2. Train the maintained tuned TGNN baseline

Use the tuned TGNN config for the current architecture-comparison baseline:

python scripts/training/train.py \
    --config configs/paper_config_tuned.yaml \
    --train-data notebooks/data/processed/train.csv \
    --val-data notebooks/data/processed/val.csv \
    --test-data notebooks/data/processed/test.csv \
    --checkpoint checkpoints/tgnn_solv_tuned.pt \
    --device cuda

If CUDA is unavailable, replace --device cuda with --device mps or --device cpu.

Resume-safe variant

For long or preemptible runs:

python scripts/training/train.py \
    --config configs/paper_config_tuned.yaml \
    --train-data notebooks/data/processed/train.csv \
    --val-data notebooks/data/processed/val.csv \
    --test-data notebooks/data/processed/test.csv \
    --checkpoint checkpoints/tgnn_solv_tuned.pt \
    --checkpoint-every 5 \
    --device cuda

Resume later with:

python scripts/training/train.py \
    --resume checkpoints/tgnn_solv_tuned.pt \
    --checkpoint checkpoints/tgnn_solv_tuned.pt \
    --device cuda

3. Run one inference query

from tgnn_solv.inference import load_model, predict_solubility

model, cfg = load_model("checkpoints/tgnn_solv_tuned.pt")
result = predict_solubility(
    model,
    solute_smiles="CC(=O)Nc1ccc(O)cc1",
    solvent_smiles="CCO",
    T=298.15,
)
print(result["ln_x2"], result["T_m"], result["tau_12"])

See the full maintained inference surface in Evaluation & Inference.

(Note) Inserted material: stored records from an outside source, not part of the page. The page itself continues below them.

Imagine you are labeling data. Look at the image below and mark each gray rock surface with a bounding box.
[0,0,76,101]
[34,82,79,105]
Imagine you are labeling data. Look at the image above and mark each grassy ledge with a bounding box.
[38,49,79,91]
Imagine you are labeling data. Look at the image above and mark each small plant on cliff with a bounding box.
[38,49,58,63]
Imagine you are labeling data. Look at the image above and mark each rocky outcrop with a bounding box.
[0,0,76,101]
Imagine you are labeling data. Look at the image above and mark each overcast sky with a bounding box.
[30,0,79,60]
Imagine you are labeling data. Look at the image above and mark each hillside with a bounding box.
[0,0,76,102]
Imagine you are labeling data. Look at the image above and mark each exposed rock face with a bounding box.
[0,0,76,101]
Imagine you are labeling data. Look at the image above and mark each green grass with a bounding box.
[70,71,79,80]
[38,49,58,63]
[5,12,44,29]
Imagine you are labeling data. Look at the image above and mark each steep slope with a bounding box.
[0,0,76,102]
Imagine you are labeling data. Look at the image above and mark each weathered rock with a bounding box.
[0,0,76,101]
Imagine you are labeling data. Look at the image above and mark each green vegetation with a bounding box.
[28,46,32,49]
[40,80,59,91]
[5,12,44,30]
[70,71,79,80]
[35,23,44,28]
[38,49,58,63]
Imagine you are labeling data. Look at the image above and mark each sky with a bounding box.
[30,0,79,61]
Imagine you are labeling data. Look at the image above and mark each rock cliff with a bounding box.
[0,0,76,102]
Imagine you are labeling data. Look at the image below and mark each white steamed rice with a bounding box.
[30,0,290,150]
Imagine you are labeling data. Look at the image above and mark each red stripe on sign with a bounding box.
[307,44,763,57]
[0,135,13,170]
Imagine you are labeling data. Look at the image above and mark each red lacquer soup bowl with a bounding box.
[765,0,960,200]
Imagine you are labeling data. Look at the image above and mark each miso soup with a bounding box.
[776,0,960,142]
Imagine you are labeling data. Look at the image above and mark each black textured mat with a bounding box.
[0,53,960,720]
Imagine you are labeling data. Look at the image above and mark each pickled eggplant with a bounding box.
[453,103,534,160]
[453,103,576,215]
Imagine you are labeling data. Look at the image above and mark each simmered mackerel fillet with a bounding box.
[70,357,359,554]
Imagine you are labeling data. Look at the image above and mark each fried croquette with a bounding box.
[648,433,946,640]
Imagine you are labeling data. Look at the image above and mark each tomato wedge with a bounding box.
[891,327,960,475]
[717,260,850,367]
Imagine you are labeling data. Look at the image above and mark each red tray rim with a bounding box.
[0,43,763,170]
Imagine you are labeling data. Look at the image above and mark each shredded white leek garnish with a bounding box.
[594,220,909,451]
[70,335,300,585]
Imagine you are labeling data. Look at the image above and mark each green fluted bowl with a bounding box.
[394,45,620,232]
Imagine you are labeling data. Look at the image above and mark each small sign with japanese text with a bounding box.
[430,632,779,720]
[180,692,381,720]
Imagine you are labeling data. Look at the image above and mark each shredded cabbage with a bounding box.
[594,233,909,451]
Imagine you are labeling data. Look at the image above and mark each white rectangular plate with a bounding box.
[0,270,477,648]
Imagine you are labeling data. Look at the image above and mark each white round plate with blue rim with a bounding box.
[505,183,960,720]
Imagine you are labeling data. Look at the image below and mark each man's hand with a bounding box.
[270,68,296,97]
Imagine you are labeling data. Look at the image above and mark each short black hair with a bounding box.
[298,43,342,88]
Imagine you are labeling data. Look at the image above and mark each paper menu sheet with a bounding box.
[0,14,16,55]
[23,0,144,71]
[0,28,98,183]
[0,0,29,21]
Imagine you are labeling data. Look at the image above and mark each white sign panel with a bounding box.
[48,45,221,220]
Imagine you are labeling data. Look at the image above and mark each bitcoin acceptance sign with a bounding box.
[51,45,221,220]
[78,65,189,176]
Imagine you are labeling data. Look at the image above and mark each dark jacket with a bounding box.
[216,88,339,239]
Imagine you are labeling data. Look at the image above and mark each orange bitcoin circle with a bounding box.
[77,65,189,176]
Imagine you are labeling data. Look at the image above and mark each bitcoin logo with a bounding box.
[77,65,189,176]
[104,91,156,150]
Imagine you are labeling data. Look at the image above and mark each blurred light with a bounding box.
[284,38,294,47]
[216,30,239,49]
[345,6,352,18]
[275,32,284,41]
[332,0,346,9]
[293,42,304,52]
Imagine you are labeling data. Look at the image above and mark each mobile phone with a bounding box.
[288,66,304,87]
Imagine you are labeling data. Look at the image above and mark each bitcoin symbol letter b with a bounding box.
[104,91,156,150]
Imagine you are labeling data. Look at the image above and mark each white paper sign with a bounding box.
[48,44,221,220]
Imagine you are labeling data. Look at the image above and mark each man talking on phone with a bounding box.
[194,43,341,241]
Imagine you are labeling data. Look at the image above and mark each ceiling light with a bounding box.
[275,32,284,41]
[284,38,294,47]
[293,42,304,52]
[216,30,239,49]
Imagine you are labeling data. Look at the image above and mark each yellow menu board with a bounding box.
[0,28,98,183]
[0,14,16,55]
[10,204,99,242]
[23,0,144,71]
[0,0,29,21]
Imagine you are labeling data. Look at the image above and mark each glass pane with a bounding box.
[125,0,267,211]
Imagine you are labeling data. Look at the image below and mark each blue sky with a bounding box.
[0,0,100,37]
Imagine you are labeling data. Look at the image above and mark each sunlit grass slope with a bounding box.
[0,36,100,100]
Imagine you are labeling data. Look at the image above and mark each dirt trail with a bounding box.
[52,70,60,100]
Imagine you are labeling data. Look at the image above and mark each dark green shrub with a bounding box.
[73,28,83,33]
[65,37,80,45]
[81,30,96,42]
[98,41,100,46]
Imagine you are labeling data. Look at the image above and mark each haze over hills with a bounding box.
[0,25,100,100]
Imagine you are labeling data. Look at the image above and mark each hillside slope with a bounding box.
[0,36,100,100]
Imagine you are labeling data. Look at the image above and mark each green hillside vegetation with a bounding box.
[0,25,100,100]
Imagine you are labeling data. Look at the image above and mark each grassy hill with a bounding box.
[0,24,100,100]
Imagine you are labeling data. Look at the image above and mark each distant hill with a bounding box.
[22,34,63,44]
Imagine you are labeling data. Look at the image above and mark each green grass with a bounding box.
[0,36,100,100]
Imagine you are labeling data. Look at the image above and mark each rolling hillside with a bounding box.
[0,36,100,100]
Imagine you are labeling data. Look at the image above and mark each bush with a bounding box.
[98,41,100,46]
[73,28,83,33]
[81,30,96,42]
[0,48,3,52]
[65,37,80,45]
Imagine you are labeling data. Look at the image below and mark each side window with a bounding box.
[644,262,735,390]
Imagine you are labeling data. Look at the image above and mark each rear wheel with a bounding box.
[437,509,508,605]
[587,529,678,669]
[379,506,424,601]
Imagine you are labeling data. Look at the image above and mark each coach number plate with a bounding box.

4. Evaluate the checkpoint

Use the lightweight maintained evaluation CLI:

python scripts/evaluation/evaluate_complete.py \
    --test-data notebooks/data/processed/test.csv \
    --tgnn-checkpoint checkpoints/tgnn_solv_tuned.pt \
    --output results/full_evaluation.json \
    --verbose

This gives you:

  • test-set regression metrics
  • figure-ready arrays
  • error slices such as aqueous and top-solvent subsets
  • a canonical report payload that can be opened directly in Results & Plots and Benchmark Studio inside the lab
  • report sidecars:
  • full_evaluation.manifest.json
  • full_evaluation.card.json

5. Run a matched no-physics baseline

To compare TGNN-Solv against the maintained matched backbone:

python scripts/training/train_directgnn.py \
    --config configs/paper_config_directgnn_tuned.yaml \
    --train-data notebooks/data/processed/train.csv \
    --val-data notebooks/data/processed/val.csv \
    --test-data notebooks/data/processed/test.csv \
    --checkpoint checkpoints/directgnn_tuned.pt \
    --device cuda

That is the main ablation used to test whether the explicit physics bottleneck is helping.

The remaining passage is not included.